Her body clamored for the release he could provide, but her mind and heart screamed in panic. Giving her heart to him again would destroy her.

"This is not sensible," she managed to say. "We need to focus on the coming battle."

"I don't want to be sensible," he said to cut off her objections. "All my life I've been sensible, careful, cautious. There'll be time enough come morning to plan. Tonight, with you, I want to be wild and crazy. I want you. Say yes."

His words made no sense. The Donoval she knew was not a normal, reasonable man. He was not sensible, careful or cautious. He'd always been, in bed and out, a warrior, ardent and untamed. He claimed and conquered. Took what he wanted.

She returned to her previous concern. "What of your injuries? I've never seen you hurt to this degree. We don't want--"

One hand threaded through her hair, kneading her scalp, and the other drew her closer until her breasts pressed against his chest. "You can take care when you ride me."

The taste of his breath drove rational thought from her mind. "Donoval." His name came out on a gasp.

"Call me Donnie."

The sound of the nickname he hated on Donoval's lips shattered her resistance. Donnie was the man she wanted, the dream she'd created in her mind. Tender and loving. Passionate and wild. The man, the lover who valued her above all else. He was everything the king might have been but hadn't shown her.

"Donnie," she whispered against his lips.

With a groan, he covered her mouth with his. He stroked his palms down her body. All clothing fell away, leaving them naked. Skin to skin, they lay atop the bed robes. Warmth that had little to do with the heat radiating off his body surrounded and invaded her.

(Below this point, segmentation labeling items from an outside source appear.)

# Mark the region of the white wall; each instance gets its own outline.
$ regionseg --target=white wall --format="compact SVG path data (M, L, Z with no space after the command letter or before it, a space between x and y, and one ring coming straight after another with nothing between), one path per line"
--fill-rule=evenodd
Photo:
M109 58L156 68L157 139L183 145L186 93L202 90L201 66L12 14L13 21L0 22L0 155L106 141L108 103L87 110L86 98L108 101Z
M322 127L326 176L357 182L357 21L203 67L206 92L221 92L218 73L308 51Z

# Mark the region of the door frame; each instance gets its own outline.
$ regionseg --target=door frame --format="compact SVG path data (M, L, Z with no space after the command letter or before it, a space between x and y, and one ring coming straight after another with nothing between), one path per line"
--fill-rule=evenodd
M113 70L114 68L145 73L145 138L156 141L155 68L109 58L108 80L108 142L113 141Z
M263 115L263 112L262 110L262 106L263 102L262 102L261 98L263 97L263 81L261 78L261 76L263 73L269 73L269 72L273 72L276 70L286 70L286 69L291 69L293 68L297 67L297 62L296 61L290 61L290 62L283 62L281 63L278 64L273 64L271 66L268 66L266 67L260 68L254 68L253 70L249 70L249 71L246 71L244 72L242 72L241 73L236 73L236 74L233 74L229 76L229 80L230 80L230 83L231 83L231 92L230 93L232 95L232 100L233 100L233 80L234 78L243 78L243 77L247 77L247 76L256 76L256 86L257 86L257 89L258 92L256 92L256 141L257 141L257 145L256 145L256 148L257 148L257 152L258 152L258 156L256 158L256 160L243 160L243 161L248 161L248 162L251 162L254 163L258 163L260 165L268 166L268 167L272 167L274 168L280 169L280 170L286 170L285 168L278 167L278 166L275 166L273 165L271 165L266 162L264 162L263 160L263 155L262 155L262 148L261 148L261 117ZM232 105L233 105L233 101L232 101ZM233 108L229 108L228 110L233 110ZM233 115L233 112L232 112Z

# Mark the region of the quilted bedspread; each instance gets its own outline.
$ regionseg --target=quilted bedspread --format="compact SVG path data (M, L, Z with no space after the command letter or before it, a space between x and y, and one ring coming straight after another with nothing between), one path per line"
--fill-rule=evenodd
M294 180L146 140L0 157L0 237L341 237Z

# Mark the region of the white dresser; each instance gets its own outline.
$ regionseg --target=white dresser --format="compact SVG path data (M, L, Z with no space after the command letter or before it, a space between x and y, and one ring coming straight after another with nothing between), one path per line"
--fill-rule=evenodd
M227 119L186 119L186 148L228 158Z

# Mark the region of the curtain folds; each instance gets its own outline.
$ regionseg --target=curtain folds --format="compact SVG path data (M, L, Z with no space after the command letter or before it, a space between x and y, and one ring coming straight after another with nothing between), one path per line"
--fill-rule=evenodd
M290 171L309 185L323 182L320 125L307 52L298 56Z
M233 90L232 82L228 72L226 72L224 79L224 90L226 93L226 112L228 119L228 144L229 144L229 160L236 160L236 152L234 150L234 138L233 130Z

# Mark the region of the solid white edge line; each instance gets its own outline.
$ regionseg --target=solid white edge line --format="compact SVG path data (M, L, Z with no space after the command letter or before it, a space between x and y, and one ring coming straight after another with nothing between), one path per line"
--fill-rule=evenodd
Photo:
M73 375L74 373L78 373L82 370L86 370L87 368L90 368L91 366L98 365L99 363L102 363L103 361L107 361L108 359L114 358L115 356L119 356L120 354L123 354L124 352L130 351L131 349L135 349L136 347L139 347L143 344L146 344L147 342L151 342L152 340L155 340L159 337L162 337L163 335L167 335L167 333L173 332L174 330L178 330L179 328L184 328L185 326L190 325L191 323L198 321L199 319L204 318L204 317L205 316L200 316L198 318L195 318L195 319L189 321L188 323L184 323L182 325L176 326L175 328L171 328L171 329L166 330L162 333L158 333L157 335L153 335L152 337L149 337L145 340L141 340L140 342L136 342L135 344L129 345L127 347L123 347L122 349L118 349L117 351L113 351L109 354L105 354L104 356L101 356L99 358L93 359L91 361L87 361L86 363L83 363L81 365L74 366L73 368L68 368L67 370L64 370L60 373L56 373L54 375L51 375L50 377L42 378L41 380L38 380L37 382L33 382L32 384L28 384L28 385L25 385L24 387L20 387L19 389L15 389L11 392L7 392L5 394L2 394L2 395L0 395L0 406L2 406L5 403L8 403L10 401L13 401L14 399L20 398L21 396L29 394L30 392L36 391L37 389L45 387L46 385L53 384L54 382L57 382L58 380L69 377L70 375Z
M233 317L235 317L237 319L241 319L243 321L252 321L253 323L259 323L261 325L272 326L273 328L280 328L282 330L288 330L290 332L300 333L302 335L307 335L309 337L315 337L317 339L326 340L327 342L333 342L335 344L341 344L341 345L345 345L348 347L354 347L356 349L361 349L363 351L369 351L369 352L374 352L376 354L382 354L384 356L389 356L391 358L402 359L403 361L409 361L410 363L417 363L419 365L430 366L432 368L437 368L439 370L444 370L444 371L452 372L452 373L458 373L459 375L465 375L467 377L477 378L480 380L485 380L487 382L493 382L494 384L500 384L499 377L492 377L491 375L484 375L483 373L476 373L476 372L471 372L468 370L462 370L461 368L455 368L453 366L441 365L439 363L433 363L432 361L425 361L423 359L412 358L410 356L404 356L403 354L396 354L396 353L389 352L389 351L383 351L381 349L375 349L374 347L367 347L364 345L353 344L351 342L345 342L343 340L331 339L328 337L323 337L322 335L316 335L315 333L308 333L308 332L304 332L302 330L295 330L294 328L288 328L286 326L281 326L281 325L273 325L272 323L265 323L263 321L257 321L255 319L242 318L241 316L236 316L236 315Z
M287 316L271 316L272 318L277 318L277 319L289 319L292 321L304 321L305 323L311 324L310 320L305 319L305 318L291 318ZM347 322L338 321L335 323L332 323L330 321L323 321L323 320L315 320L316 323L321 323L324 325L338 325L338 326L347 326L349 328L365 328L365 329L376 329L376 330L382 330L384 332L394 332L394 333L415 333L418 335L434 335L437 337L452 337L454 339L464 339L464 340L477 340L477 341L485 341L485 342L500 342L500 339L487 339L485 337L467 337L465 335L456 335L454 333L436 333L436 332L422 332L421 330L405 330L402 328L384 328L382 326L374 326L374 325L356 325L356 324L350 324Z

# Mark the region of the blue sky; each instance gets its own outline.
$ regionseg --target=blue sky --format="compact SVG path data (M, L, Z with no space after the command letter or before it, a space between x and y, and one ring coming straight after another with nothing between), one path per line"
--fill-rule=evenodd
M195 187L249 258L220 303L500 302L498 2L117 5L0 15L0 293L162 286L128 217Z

She pressed her lips to the tender skin behind his ear. Soft wisps of hair tickled her cheeks and throat. A shudder ran through him. His palms settled over her buttocks and pulled her closer. Hard and heavy, his erection pressed against her belly. Like heat lightning, excitement sizzled through her veins.

Then her belly rasped over the bandage near his groin, reminding her of how close he'd come to dying. She lifted herself away until just the tips of her breasts brushed his chest.

"What's wrong?" he asked.

She trailed a fingertip along the lower edge of the bandage. His skin twitched. "If that blow had gone a hair's-breadth deeper. . ." Unable to continue, her voice trailed off. For the last three years she'd told herself her feelings for Donoval had died, that she no longer cared. Seeing him wounded put that lie to rest. She still questioned what she could and did feel for him, but admitted she was far from indifferent.

He wove his fingers through hers and placed their joined hands over his heart. The steady thud soothed her lingering fear.

"But it didn't strike deeper. I'm still here. Alive and in one piece." He shifted so they lay side by side, flinched then grinned. "Okay, I'm a bit bruised and battered, but mostly in one piece."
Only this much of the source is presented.